THE WORD AND THE SAINT
September 23, 2022: Remembering Padre PioEcclesiates 3: 1-11; Luke 9: 18-22
Two great enemies to spiritual health, as spiritual masters point out are: Anxiety and Curiosity!
Anxiety is against faith because it points to a lack of trust in the Lord. It is an unrealistic worry about the future, in a particular way not helpful in anyway to prepare oneself towards a health encounter with that moment that is yet to come! Think of the times when we are wailing about a possible failure or a probable difficulty, although it is not yet a reality.
Curiosity is lack of patient acceptance of the present. It is trying in vain to pry into the time that is yet to come, in no way helping a peaceful experience of whatever is happening around at any given moment. Think of those moments when we are dying to know the results of somethings that we have not even started yet - all the craze from a playful guessing to a gamble-filled foretelling, fall under this category!
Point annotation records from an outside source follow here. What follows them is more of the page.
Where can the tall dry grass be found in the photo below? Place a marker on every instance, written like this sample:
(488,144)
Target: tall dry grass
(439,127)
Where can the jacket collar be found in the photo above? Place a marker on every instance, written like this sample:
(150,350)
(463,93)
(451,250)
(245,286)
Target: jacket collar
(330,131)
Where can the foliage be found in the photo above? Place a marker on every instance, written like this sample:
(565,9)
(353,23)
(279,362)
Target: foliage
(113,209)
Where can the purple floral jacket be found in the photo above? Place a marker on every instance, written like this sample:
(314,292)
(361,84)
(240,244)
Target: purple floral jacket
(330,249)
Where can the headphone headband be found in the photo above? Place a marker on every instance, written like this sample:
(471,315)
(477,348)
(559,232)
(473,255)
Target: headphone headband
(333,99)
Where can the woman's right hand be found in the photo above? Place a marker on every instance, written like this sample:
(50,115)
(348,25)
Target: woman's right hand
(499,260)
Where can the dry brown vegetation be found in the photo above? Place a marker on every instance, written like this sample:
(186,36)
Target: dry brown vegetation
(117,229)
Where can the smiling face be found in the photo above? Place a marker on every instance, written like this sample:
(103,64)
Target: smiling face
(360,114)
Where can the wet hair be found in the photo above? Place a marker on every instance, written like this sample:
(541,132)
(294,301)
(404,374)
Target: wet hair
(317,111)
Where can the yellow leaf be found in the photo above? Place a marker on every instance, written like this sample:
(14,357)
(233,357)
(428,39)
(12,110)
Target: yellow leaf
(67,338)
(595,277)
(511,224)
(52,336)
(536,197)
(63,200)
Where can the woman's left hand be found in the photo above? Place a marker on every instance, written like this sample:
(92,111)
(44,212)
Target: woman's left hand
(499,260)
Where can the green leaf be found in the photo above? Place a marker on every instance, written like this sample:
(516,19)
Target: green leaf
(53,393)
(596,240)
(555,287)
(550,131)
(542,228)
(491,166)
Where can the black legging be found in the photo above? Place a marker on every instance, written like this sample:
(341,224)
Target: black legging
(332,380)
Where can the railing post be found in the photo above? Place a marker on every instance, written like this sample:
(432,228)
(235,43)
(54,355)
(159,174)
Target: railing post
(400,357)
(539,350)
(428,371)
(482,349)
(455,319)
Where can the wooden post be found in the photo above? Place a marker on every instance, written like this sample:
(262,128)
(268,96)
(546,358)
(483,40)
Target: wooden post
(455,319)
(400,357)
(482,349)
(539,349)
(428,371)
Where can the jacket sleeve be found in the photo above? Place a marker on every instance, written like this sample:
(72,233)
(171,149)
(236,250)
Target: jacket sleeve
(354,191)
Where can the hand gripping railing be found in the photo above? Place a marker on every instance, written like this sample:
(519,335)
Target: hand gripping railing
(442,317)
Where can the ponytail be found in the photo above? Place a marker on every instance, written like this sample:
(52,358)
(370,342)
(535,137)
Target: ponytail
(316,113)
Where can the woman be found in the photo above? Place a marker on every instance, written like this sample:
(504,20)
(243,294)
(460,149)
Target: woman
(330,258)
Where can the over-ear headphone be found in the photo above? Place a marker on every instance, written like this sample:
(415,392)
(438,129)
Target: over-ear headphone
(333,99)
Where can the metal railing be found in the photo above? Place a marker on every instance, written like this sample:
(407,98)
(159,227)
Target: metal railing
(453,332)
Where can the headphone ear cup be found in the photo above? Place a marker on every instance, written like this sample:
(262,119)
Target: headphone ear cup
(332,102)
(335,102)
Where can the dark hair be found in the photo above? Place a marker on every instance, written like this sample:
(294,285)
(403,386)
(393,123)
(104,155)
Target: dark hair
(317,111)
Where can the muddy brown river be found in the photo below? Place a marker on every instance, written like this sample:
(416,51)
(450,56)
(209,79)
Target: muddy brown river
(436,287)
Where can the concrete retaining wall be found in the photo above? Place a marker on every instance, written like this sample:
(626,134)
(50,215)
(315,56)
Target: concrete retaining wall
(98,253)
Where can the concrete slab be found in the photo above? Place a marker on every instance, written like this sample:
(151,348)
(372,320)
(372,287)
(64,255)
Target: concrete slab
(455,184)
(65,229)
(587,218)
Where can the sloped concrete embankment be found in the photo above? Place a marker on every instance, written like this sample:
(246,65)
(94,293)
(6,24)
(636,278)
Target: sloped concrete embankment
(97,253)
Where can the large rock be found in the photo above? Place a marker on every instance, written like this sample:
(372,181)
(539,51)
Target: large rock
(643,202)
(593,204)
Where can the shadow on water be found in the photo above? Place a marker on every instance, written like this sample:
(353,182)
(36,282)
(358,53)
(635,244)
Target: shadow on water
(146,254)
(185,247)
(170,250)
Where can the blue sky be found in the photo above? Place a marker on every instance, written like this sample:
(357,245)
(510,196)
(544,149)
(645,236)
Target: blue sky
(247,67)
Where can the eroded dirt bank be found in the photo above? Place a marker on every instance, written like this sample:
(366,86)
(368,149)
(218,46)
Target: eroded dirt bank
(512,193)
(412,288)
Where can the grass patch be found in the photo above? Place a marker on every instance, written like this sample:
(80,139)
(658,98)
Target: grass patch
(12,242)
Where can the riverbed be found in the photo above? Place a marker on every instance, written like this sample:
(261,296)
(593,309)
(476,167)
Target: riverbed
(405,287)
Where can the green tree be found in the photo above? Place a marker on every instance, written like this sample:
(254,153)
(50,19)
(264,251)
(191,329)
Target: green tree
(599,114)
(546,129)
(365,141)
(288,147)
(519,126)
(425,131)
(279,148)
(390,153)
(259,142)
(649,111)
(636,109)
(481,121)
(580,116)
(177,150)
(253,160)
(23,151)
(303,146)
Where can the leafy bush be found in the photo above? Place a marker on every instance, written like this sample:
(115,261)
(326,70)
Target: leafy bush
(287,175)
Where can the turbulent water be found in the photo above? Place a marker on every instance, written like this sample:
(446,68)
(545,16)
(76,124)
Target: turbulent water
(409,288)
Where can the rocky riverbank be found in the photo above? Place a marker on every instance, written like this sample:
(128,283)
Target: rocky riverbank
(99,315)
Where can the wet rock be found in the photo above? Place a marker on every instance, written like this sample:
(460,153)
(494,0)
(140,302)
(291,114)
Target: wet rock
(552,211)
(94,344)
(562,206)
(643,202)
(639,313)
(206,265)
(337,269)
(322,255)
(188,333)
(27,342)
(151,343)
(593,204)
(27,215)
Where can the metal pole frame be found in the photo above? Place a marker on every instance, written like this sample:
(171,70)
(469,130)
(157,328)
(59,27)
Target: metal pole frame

To both anxiety and curiosity, as to many other spiritual ailments, the corrective offered is Surrender! In short, surrender can be described as the inner assurance that in God's time everything will happen, for good. Patience, trust and the unfailing confidence in God's goodness, are the ingredients of this mentality of surrender. Especially when things aren't going the way we would want them to, we need this quality to remain sane and secure.
In the Gospel today, we find Jesus as a personification of this quality. He was neither curious nor anxious about his mission on earth. That is why he was more interested about the personal conviction of everyone and not the mass public opinion; and he was stern that they don't go about frenetically spreading their conviction and forcing it on people, but to let people arrive at that conviction, each one through their own experience!
The saint we remember today, Padre Pio, can be considered a great example in following on these footsteps suggested by our Lord. That serenity on Jesus' part and that sense of the Divine that we see in Padre Pio, came from the attitude of Surrender, an assurance that everything will be made beautiful IN GOD'S OWN TIME.